Top Rank Solutions

Using a Sitemap with Google, Yahoo and MSN


by Craig Mazur - Copyright 2007 - All Rights Reserved

June 10, 2007            Updated: June 10, 2007

If your web site is not getting fully indexed by search engines, there may be a problem with the linking structure. Sometimes a site is just too large and it is just not feasible to design a linking structure that places each page within three clicks of the home page, which is a general guideline that should be followed. In situations where a site is not getting indexed properly, a sitemap can be used to help search engine spiders find pages deep within your site.

You can easily check to see which pages have been indexed by the major search engines by using the site query operator.

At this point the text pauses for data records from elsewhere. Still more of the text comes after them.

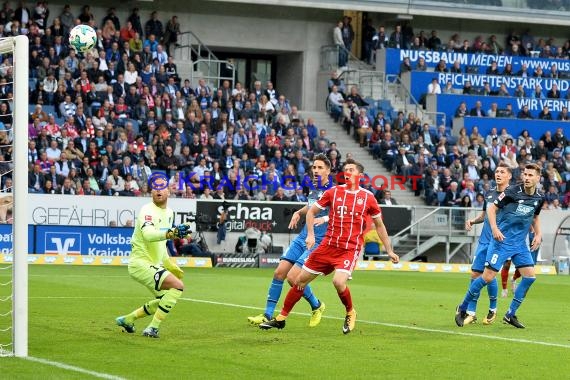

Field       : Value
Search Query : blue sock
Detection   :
[459,278,475,311]
[303,284,321,310]
[465,276,487,313]
[487,278,499,310]
[265,279,283,319]
[507,277,536,316]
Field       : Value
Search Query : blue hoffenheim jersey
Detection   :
[479,188,501,244]
[494,185,544,246]
[298,189,329,241]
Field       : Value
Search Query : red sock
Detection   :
[513,269,521,281]
[338,286,352,313]
[501,261,511,289]
[281,286,305,317]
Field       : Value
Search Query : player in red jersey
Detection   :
[259,159,400,334]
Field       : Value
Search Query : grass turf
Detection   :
[0,266,570,379]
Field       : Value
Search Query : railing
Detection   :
[320,45,370,71]
[190,59,236,91]
[385,74,447,126]
[383,206,481,262]
[176,31,235,87]
[358,70,386,99]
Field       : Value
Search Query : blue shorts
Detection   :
[279,237,322,267]
[530,250,538,265]
[471,243,489,273]
[485,240,534,272]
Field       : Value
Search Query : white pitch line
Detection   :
[180,298,570,349]
[22,356,125,380]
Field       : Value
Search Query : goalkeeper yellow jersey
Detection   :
[130,202,174,265]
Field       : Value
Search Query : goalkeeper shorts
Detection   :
[129,261,174,297]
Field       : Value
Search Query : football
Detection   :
[69,25,97,53]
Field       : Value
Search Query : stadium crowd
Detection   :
[6,2,570,208]
[328,18,570,209]
[16,2,346,202]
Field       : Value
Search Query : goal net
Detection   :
[0,36,29,357]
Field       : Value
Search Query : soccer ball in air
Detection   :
[69,25,97,53]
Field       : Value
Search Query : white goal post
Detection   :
[0,36,29,357]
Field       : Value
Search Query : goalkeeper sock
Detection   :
[265,278,283,319]
[125,300,160,323]
[303,285,321,310]
[148,289,182,329]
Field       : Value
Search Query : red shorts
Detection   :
[303,243,360,276]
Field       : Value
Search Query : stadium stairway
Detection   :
[301,111,425,206]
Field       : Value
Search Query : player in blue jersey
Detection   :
[458,164,544,329]
[455,163,513,327]
[247,154,331,327]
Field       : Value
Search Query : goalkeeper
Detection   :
[116,179,191,338]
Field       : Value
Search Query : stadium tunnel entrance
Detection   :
[212,47,304,105]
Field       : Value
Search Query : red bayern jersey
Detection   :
[315,185,382,250]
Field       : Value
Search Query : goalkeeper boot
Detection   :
[463,314,477,326]
[143,327,158,338]
[503,314,524,329]
[115,316,135,334]
[342,309,356,335]
[309,302,325,327]
[259,318,285,330]
[247,314,270,326]
[455,305,467,327]
[483,310,497,325]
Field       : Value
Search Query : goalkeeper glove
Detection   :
[166,223,192,240]
[163,259,184,280]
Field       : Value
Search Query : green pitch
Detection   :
[0,266,570,379]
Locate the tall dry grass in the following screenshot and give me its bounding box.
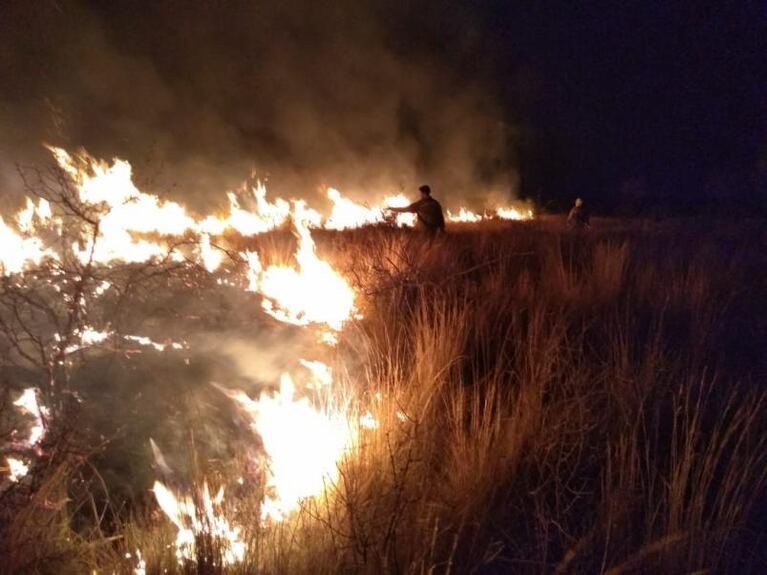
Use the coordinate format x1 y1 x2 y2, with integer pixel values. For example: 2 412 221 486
1 218 767 574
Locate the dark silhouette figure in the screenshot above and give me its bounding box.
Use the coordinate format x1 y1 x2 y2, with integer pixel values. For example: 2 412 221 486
567 198 591 230
389 186 445 236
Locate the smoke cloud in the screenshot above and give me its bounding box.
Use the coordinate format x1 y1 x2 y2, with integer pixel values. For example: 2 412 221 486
0 0 515 210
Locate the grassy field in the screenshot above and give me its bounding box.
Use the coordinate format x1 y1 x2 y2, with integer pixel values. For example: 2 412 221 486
0 219 767 574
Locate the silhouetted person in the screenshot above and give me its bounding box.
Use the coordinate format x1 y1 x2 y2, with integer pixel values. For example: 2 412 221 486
389 186 445 235
567 198 590 229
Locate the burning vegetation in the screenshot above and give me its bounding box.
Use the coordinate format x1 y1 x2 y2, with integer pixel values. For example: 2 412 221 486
0 148 767 573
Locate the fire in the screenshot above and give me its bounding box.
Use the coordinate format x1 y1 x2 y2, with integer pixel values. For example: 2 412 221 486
5 457 29 483
152 481 247 565
230 368 358 521
0 216 53 275
495 207 534 220
244 207 356 330
0 147 533 570
13 387 48 447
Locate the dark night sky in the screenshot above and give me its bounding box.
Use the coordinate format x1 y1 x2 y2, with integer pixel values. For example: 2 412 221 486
0 0 767 214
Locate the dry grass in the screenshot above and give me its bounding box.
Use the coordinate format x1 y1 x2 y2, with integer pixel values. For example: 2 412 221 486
2 218 767 574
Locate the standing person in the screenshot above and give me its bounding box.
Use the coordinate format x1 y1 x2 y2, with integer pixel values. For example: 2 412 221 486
567 198 591 230
389 185 445 236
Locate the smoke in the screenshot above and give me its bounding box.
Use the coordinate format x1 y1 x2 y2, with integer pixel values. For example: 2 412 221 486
0 0 515 210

      site:yourdomainname.com

Just substitute your actual domain name in example above and use it in a search box within a Google, Yahoo or MSN search page. The results will indicate which pages have been getting indexed. It is not unusual to find different page counts in each search engine index. Some search engines do a better job than others at indexing a site.

When a sitemap will help

A sitemap will not benefit a site that is already fully indexed. A sitemap's only function is to help spiders find all of the pages in a site. If you have a 120-page site and you see 120 pages in each search engine index, then a sitemap will probably not benefit the site. Likewise, if you have a 20 or 30 page site that has a good linking structure, a sitemap will be of no benefit. But if you have a 120-page site and you only see 80, 90 or 100 pages--or a lower page count--then you most likely have a problem with your linking structure that is not allowing spiders to find all of your web pages within a few click from your home page. In this situation, a sitemap will likely be beneficial.

What a sitemap does

The purpose for a sitemap is to help search engine spiders find pages deep within a web site. Period. A sitemap will not directly influence your current search engine rankings. An argument can be made, however, that because a sitemap helps search engines find more informational content pages within a site, it increases the chances that the site's rankings will improve due to a newly found page with more relevant content that represents a particular search phrase. That may be true, but do not expect rank positions to improve for pages already in a search engine's index.

The whole idea is to provide a page from which a search engine spider can easily find every page within a site. While it is not always possible to structure links so that each web page is within three clicks of the home page, a sitemap places all pages within one click of the sitemap.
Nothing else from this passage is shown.